2011-08-02 02:47:49 PM
I cut my teeth doing paste up for the local daily as I was finishing up J-school in the mid- 90's. Got the job because they were in the midst of the transition from paste up to full pagination and didn't want to hire more full-time people for a job that was going to cease to exist. Thanks to that job (and working for the school paper) I knew how to paginate better than most of my peers by the time I graduated.

First job out of school was for a small-town weekly. Primarily I was the news editor but I was also brought in to modernize the layout, and teach the staff how to paginate.

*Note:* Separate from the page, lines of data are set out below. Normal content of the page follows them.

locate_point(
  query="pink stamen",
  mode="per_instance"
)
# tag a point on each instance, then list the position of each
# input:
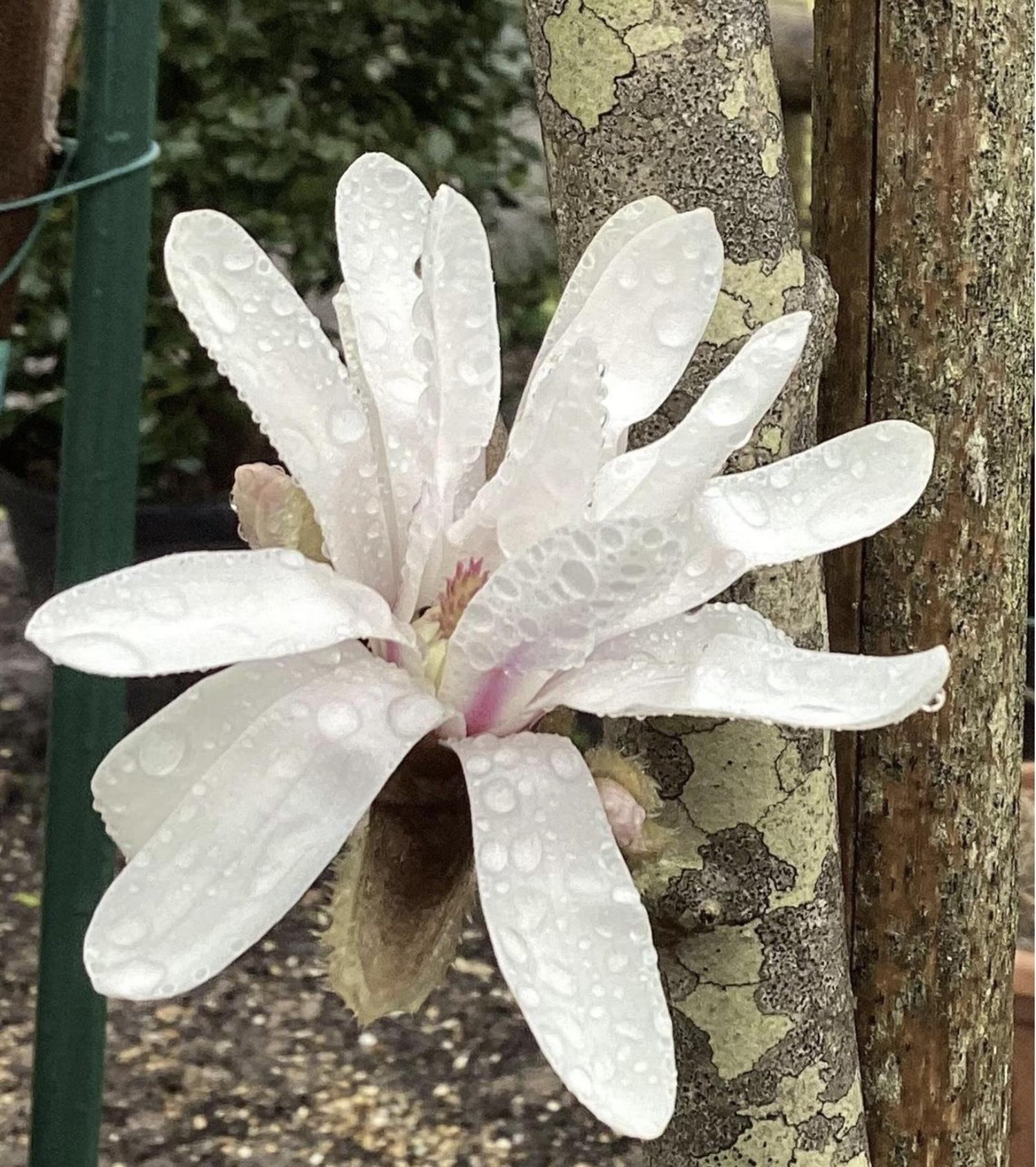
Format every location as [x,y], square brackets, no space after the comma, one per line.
[458,593]
[487,703]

Was once well versed in use of the photo wheel, and counting, YES COUNTING, characters in headlines to see it they would fit. Always preferred hot wax for paste up. One place I worked used spray-on rubber cement, that shiat was nasty. Wax was fun.

I also tried to take the tip of my finger off one night with an exacto. Slapped a pica pole on the side of a page to trim off excess paper and damn near lost the tip of my index finger, lost enough blood to get dizzy. I did not break rule #1 of paste up.

/Don't bleed on the page.
//Blood reproduces when you shoot it.
 
2011-08-02 02:50:09 PM
halB: I got one from the 20s or so. Thing has a "1" key.

That's interesting, because my 1940's vintage royal (which is not a portable, but the industrial grade/steno pool model) does not have a 1.

I can post a pic if anyone gives a fark.
 
2011-08-02 02:52:00 PM
I think we found a new Fark meme!

img231.imageshack.us
 
2011-08-02 02:59:01 PM
OH GOD HOW DID THIS GET HERE

I AM NOT GOOD WITHOUT COMPUTER
 
2011-08-02 03:02:49 PM
so rather than teach kids relevant, pertinent details that could get them a job in a cut-throat business where weakness is weeded out like a virus, and those who fall behind by a couple weeks are left in the dust.. these professors got their jollies by wasting time on this? of course.
 
2011-08-02 03:03:30 PM
GiraffeWaffles: People used typewriters in 1991?

Newspaper people may very well have been.

That industry has always been averse to adopting new technologies, which is part of the reason why it's near death.